Manual handling relates to the moving of items either by lifting, lowering, carrying, pushing or pulling. But it's not just a case of 'pulling something' due to the weight of the item, although this can be a cause of injury. Injuries can be caused because of the amount of times you have to pick up or carry an item, the distance you are carrying it, the height you are picking it up from or putting it down at (picking it up from the floor, putting it on a shelf above shoulder level) and any twisting, bending stretching or other awkward posture you may get in whilst doing a task.

Manual handling is one of the most common causes of injury at work and causes over a third of all workplace injuries which include work related Musculoskeletal Disorders (MSDs) such as upper and lower limb pain/disorders, joint and repetitive strain injuries of various.

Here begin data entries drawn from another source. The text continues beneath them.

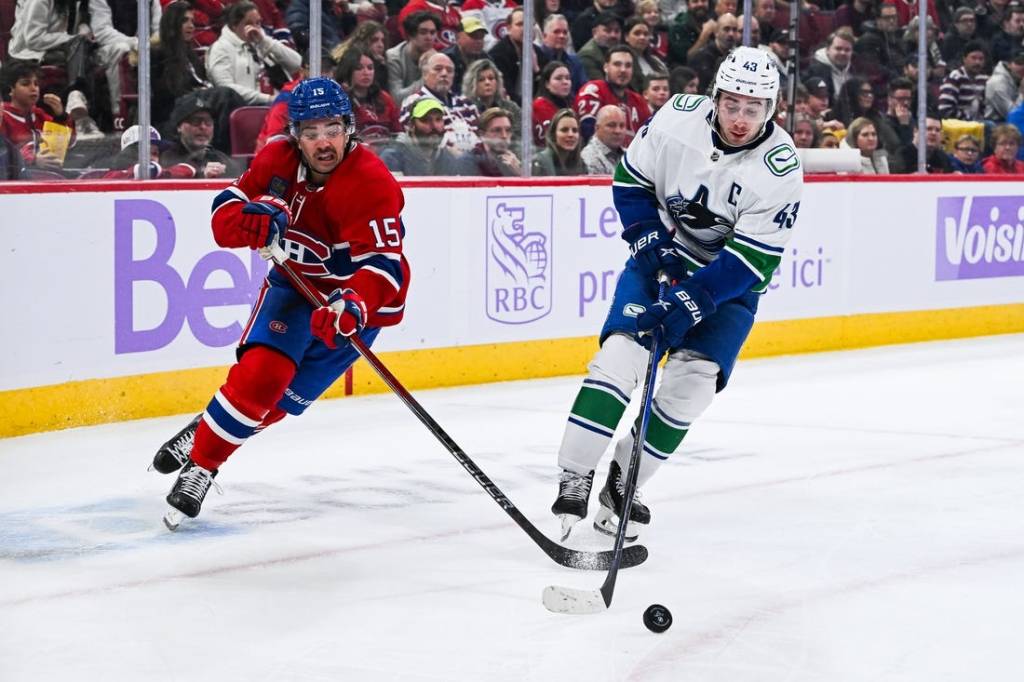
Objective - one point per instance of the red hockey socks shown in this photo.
(244, 405)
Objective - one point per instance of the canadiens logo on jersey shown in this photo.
(702, 224)
(308, 254)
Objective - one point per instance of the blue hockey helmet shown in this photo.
(318, 98)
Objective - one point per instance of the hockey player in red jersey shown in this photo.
(332, 207)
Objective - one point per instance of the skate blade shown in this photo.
(568, 520)
(173, 518)
(607, 522)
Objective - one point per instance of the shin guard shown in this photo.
(254, 385)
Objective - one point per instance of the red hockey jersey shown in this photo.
(346, 233)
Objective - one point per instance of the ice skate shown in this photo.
(570, 505)
(187, 494)
(612, 499)
(173, 454)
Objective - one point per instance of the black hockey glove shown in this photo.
(683, 306)
(653, 250)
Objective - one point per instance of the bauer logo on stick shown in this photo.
(519, 258)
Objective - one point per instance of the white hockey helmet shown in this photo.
(748, 71)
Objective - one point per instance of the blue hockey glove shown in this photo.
(264, 221)
(345, 313)
(653, 250)
(683, 306)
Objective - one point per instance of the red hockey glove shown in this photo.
(263, 221)
(345, 314)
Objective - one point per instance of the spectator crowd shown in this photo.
(436, 85)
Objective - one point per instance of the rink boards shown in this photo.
(119, 305)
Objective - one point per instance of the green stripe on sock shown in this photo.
(598, 407)
(663, 436)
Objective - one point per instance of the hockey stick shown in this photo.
(562, 555)
(576, 601)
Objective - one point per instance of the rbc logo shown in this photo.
(518, 270)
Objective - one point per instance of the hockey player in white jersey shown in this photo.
(709, 193)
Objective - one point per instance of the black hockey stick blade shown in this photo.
(567, 557)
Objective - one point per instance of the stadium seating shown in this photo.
(246, 123)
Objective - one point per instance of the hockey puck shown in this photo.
(657, 617)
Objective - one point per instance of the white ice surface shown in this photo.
(834, 517)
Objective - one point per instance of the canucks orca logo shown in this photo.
(697, 220)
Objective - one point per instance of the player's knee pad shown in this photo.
(621, 361)
(687, 388)
(257, 381)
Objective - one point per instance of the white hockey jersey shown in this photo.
(743, 201)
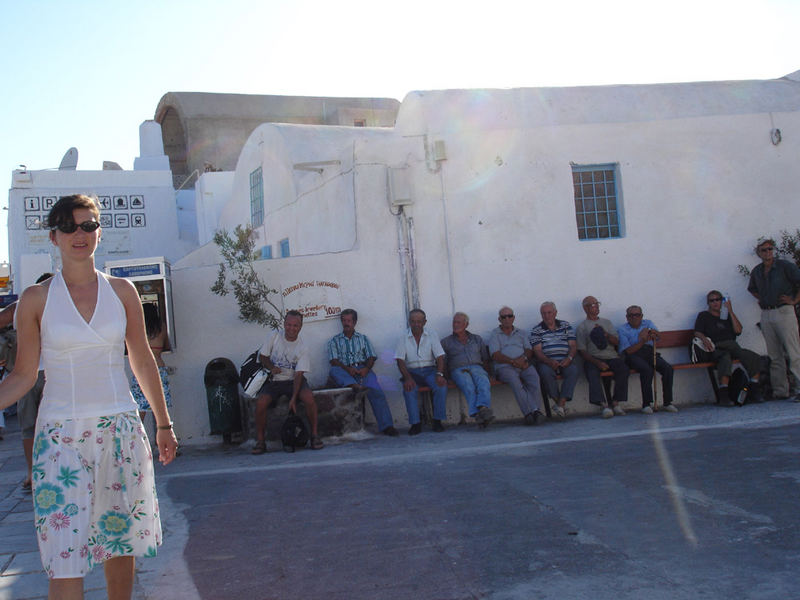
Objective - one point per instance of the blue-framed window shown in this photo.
(597, 204)
(256, 198)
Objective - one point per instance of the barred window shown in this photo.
(597, 207)
(256, 198)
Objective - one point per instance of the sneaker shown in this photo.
(532, 418)
(485, 415)
(754, 395)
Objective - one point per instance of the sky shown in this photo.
(87, 73)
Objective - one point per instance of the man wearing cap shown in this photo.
(596, 339)
(775, 283)
(467, 362)
(636, 339)
(420, 359)
(511, 352)
(351, 357)
(718, 336)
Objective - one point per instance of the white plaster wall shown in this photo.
(495, 224)
(213, 192)
(307, 171)
(208, 325)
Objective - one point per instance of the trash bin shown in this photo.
(222, 393)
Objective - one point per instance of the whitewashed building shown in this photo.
(646, 195)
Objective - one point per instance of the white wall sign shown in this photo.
(316, 299)
(114, 243)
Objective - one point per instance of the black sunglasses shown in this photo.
(72, 227)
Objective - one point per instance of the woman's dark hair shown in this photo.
(152, 320)
(61, 213)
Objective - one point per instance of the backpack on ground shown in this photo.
(294, 433)
(252, 374)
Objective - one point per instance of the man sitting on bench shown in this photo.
(636, 346)
(719, 338)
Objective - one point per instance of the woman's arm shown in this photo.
(143, 365)
(23, 376)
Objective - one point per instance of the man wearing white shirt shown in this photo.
(286, 357)
(420, 358)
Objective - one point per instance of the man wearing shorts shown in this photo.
(287, 359)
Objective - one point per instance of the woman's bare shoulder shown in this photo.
(121, 286)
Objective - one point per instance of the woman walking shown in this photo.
(93, 485)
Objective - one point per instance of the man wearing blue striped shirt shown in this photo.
(554, 347)
(352, 357)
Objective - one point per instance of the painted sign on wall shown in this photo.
(317, 299)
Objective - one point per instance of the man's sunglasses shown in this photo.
(72, 227)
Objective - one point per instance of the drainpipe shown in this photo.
(408, 262)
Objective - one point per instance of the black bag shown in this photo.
(294, 433)
(738, 386)
(698, 353)
(252, 374)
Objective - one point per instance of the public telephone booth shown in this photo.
(153, 281)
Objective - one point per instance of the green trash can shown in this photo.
(222, 393)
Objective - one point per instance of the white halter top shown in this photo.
(83, 362)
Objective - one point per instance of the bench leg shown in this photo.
(545, 399)
(714, 386)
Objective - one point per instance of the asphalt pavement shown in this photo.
(699, 504)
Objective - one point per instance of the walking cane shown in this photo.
(655, 379)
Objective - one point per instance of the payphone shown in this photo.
(153, 281)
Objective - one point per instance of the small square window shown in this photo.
(596, 206)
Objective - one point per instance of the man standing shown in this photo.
(467, 361)
(719, 338)
(554, 347)
(420, 358)
(511, 352)
(352, 357)
(596, 340)
(286, 357)
(636, 345)
(775, 283)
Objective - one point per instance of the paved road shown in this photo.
(702, 504)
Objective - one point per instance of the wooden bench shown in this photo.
(678, 338)
(451, 385)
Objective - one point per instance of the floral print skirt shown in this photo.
(138, 394)
(94, 493)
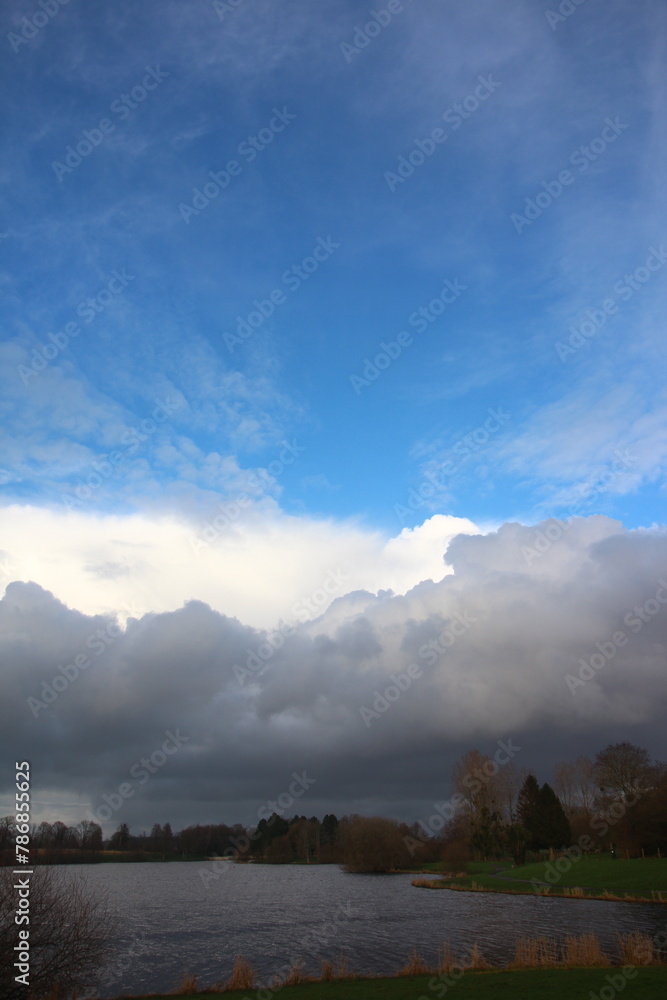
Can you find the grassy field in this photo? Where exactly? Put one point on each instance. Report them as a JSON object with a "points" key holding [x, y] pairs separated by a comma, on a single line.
{"points": [[543, 984], [588, 877]]}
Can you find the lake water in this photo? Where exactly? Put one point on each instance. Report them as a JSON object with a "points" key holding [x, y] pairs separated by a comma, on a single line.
{"points": [[173, 924]]}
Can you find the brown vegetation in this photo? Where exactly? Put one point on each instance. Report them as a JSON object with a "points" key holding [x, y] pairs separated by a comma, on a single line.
{"points": [[634, 949], [70, 935]]}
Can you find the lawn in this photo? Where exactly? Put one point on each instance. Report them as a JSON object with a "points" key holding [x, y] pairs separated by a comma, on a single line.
{"points": [[637, 878], [614, 875], [547, 984]]}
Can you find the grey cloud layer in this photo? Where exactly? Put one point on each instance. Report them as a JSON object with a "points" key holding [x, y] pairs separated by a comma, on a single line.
{"points": [[509, 626]]}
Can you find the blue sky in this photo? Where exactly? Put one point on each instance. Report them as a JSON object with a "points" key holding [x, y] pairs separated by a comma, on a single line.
{"points": [[547, 89], [323, 176], [446, 228]]}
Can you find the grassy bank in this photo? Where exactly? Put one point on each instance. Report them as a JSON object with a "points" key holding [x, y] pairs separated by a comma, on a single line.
{"points": [[643, 880], [541, 967], [534, 984]]}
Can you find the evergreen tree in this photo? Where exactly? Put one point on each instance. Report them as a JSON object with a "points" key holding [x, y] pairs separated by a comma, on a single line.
{"points": [[528, 809], [553, 825]]}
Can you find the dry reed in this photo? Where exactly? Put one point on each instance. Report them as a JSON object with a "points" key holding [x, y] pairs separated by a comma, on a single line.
{"points": [[188, 984], [243, 975], [636, 948], [445, 961], [584, 951], [476, 959], [415, 966]]}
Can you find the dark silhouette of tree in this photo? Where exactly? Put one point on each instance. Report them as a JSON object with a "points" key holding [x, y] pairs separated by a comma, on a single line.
{"points": [[623, 771], [528, 808], [373, 844], [120, 840], [71, 932], [488, 834], [553, 827]]}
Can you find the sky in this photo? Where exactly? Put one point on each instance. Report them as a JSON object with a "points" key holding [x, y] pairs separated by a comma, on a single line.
{"points": [[327, 330]]}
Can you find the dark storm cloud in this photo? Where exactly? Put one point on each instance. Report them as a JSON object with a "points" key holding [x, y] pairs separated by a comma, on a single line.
{"points": [[481, 655]]}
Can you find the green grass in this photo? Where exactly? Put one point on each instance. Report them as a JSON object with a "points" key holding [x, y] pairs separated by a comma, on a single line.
{"points": [[636, 875], [541, 984]]}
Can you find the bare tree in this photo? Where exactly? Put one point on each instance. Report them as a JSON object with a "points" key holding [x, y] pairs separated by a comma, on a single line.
{"points": [[565, 785], [585, 783], [476, 779], [70, 935], [623, 770]]}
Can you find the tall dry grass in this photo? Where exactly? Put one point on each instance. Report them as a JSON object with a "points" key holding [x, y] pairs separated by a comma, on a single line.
{"points": [[188, 984], [476, 960], [636, 949], [243, 975], [415, 966], [583, 951]]}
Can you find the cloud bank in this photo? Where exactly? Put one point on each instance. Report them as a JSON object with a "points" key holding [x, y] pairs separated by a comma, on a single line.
{"points": [[374, 698]]}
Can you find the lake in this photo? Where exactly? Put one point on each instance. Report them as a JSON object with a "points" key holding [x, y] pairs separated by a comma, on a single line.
{"points": [[174, 922]]}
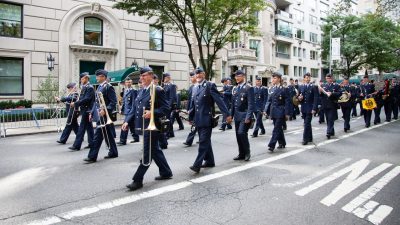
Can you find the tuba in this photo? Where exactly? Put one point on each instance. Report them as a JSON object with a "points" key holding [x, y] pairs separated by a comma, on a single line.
{"points": [[345, 97]]}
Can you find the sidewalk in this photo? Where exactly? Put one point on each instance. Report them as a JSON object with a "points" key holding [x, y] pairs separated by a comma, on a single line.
{"points": [[12, 130]]}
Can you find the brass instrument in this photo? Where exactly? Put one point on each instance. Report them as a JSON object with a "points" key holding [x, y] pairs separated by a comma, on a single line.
{"points": [[152, 126], [345, 97], [103, 124]]}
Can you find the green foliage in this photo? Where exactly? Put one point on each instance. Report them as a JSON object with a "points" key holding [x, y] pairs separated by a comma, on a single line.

Manual handling injuries can occur almost anywhere in the workplace and heavy manual labour, awkward postures and previous or existing injury can increase the risk. Work related manual handling injuries can have serious implications for both the employer and the person who has been injured. Employers may have to bear substantial costs, through lost production, sickness absence costs of retraining, wages/overtime to cover for the absent person and potentially compensation payments. The injured person may find that their ability to do their job is affected and there may be an impact on their lifestyle, leisure activities, ability to sleep and future job prospects.

It is essential therefore that employers manage the risks to their employees. If possible you should not carry out any manual handling tasks. Where these are necessary mitigate the risk by using some equipment - trollies, fork lift truck etc.

Where tasks are essential and cannot be done using lifting equipment, conveyors or wheeled trollies/cages, a suitable and sufficient risk assessment should be conducted.

Free tools

The HSE has developed tools to help employers analyse lifting and moving (MAC tool), repetitive tasks like twisting, bending, and repeated movements (ART tool) and a push pull tool. Depending on the task, you may have to use more than one tool to fully risk assess, for example you may need to pick up a box of items (Lifting), carry it to a workstation (carrying) then distribute it to other locations such as pigeon holes or a filing cabinet (bending, stretching, repetition).